The Alleged Revelation About The Pfizer Vaccine Trial is Nothing New
Details of Pfizer’s clinical trial for its COVID-19 vaccine have been available online since November 2020.
When the U.S. Food and Drug Administration announced in December 2020 it’s emergency use authorization for the Pfizer vaccine, the agency said there was no data available on whether the shot prevented transmission from person to person.
A Dutch politician posed a question to a Pfizer representative during a European Parliament hearing on October 10, eliciting an answer that some social media users framed as a shockingly new revelation.
But the answer was no revelation at all, according to Pfizer and experts.
The post shared a video clip of an exchange between Rob Roos, a conservative member of the European Parliament from the Netherlands, and Janine Small, president of international developed markets at the pharmaceutical giant Pfizer. The exchange soon spread widely on social media and on conservative news sites, where it was framed as a bombshell admission by Pfizer.
Was it Tested?
“Was the Pfizer COVID vaccine tested on stopping the transmission of the virus before it entered the market?” Roos asked. After two other Parliament members asked questions, Small responded to Roos’ query.
“Regarding the question around, did we know about stopping immunization before it entered the market … no,” said Small, presumably meaning to say “transmission” and not “immunization.” “We had to really move at the speed of science to really understand what is taking place in the market.”
The Instagram post was flagged as part of Facebook’s efforts to combat false news and misinformation on its News Feed. (Read more about our partnership with Meta, which owns Facebook and Instagram.)
“This is scandalous,” Roos later said in a video he shared on Twitter, arguing that the admonition to “get vaccinated for others was always a lie.” He also appeared on Fox News on Oct. 11, discussing the exchange with host Tucker Carlson.
But Pfizer, the U.S. Food and Drug Administration, and news reports before the vaccine’s approval were clear that while the vaccine was effective in preventing symptomatic and severe disease, there was no data about whether it stopped transmission to others.

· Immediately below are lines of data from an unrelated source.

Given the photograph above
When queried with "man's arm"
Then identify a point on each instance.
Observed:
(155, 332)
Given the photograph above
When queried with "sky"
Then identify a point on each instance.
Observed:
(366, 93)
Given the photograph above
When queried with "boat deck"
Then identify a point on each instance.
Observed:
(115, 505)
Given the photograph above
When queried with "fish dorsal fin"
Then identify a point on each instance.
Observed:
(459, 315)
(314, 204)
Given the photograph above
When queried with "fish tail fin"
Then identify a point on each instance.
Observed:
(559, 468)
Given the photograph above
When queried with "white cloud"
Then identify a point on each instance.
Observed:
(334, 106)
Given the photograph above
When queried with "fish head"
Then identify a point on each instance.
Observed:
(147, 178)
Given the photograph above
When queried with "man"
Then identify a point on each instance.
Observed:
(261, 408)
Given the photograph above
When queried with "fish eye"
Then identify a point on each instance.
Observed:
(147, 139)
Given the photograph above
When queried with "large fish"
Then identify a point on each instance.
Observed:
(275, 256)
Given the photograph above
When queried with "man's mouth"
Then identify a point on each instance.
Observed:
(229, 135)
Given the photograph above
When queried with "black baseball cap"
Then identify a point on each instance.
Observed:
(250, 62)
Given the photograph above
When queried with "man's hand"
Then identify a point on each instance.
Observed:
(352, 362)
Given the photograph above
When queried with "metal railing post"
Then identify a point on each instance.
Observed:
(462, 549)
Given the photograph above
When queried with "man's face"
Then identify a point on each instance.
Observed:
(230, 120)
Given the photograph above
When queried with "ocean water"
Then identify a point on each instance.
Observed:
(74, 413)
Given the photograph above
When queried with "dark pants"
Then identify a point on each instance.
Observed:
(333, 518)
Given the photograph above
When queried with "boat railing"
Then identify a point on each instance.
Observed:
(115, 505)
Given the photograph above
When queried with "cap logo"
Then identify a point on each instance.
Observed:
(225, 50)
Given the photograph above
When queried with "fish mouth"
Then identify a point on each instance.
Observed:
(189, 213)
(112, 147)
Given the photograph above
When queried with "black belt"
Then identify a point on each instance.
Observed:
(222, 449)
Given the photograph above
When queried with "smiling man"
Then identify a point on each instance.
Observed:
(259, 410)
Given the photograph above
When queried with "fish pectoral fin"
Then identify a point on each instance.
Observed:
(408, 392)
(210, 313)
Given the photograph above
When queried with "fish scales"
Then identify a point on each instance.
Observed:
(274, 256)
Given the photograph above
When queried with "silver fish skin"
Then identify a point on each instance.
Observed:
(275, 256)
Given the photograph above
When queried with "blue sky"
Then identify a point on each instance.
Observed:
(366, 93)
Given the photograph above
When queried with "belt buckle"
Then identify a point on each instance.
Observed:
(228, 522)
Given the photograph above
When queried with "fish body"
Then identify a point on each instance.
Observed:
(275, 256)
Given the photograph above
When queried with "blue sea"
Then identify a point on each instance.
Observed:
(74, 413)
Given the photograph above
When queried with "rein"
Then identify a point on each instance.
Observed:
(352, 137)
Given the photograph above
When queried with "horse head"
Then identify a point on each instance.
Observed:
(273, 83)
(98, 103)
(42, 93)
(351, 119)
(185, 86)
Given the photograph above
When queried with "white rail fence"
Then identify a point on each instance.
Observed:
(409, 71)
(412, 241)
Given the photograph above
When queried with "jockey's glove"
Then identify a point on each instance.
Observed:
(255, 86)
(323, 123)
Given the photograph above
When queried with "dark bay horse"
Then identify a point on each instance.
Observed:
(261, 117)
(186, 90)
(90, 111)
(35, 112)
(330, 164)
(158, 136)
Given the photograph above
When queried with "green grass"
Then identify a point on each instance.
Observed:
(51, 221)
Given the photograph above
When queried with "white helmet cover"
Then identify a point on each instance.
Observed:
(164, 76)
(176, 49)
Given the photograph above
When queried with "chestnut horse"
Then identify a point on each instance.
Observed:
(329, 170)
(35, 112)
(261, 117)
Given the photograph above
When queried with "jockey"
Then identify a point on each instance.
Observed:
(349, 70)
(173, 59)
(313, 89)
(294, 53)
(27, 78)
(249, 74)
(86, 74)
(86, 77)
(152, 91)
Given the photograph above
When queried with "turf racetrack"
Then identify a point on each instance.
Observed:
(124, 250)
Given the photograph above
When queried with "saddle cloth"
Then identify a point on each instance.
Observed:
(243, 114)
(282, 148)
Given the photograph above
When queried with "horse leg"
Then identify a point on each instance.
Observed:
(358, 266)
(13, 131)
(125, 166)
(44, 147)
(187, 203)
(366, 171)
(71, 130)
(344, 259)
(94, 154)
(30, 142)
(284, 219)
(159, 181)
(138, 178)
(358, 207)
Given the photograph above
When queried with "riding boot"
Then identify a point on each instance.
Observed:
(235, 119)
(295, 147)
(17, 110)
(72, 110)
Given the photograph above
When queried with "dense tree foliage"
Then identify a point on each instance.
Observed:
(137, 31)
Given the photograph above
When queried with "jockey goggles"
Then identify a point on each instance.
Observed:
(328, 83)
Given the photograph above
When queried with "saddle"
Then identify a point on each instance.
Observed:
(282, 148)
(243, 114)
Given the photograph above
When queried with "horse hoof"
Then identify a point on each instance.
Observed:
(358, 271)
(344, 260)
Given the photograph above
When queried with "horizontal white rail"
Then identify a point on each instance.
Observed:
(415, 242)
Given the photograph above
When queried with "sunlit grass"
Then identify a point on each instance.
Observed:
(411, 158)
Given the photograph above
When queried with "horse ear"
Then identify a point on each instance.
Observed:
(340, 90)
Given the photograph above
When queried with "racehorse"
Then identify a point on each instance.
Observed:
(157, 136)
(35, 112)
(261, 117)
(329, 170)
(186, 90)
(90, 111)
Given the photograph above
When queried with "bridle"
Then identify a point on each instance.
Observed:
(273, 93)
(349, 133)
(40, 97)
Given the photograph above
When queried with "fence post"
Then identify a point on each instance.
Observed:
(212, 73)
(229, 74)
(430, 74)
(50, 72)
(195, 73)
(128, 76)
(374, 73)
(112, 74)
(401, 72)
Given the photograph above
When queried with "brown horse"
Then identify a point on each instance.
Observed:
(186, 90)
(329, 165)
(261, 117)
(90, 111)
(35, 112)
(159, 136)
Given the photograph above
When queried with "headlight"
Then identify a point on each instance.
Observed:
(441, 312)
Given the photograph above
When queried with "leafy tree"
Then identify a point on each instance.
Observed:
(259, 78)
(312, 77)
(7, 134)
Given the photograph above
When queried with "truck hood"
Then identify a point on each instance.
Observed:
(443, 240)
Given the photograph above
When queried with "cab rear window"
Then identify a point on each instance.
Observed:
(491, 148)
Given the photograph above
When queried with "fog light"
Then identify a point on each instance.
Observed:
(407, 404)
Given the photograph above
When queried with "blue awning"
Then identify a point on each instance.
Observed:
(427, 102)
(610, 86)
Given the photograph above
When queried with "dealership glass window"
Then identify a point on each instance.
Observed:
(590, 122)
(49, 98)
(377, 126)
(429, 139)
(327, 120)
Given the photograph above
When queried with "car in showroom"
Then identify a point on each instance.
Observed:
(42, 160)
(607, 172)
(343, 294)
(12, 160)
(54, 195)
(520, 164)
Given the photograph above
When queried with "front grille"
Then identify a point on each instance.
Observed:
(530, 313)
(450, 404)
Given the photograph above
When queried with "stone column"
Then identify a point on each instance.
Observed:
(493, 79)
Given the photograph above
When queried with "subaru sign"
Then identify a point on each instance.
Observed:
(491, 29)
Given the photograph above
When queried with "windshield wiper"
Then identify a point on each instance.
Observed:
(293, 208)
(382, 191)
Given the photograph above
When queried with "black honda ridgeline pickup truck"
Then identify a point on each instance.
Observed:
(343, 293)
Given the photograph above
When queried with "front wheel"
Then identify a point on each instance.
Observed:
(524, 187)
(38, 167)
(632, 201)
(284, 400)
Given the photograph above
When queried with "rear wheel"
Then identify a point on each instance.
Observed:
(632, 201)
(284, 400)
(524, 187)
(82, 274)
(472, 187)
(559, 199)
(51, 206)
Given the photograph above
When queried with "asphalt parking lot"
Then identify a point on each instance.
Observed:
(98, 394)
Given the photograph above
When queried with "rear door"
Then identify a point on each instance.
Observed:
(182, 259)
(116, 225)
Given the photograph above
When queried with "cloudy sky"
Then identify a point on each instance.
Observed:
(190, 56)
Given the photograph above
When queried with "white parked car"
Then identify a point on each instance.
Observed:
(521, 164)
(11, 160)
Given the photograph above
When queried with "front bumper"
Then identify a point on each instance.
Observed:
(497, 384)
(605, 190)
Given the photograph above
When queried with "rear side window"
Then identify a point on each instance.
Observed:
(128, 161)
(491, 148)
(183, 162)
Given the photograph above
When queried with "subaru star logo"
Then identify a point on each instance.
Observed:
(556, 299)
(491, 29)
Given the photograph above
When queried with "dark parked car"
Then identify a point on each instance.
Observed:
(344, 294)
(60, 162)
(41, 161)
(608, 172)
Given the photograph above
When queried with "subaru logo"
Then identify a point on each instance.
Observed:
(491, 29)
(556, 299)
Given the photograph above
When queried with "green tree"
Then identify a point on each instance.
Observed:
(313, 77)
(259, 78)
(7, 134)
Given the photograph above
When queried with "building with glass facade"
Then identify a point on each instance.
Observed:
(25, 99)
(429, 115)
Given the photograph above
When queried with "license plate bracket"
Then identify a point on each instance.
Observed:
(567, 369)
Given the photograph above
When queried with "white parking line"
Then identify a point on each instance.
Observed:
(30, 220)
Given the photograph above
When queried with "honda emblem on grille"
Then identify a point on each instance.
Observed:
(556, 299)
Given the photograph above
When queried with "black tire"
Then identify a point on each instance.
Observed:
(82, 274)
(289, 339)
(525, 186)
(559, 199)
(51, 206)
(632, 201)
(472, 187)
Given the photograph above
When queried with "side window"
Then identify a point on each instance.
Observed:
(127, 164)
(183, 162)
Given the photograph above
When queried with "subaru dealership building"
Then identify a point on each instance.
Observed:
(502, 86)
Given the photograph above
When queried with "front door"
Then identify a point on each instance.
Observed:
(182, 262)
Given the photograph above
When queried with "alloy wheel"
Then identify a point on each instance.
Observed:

Chances of Transmitting The Virus
Some may have been surprised at Small’s answer, given public officials’ comments about vaccines and transmission. Dr. Rochelle Walensky, director of the Centers for Disease Control and Prevention, and Dr. Anthony Fauci, director of the National Institute of Allergy and Infectious Diseases, have said that vaccination can help mitigate the spread of COVID-19.
The CDC in May 2021 changed its guidance on masking, with Fauci saying on CBS’ “Face the Nation” that vaccinated people’s chances of transmitting the virus to others were low. The agency reversed course on that guidance two months later, when it became clear that wasn’t the case with the Delta variant.
But the notion that Pfizer “admitted” it didn’t test its vaccine for its ability to stop transmission is incorrect.
Andrew Widger, a spokesperson for Pfizer, said in a statement that details of its phase 3 clinical trial have been online since 2020 and that the trial was never intended to study transmission.
The phase 3 clinical trial was “designed and powered” to evaluate the COVID-19 vaccine’s efficacy in preventing disease caused by SARS-CoV2, including severe disease, Widger said. “Stopping transmission was not a study endpoint,” he said, which means it wasn’t an outcome being studied.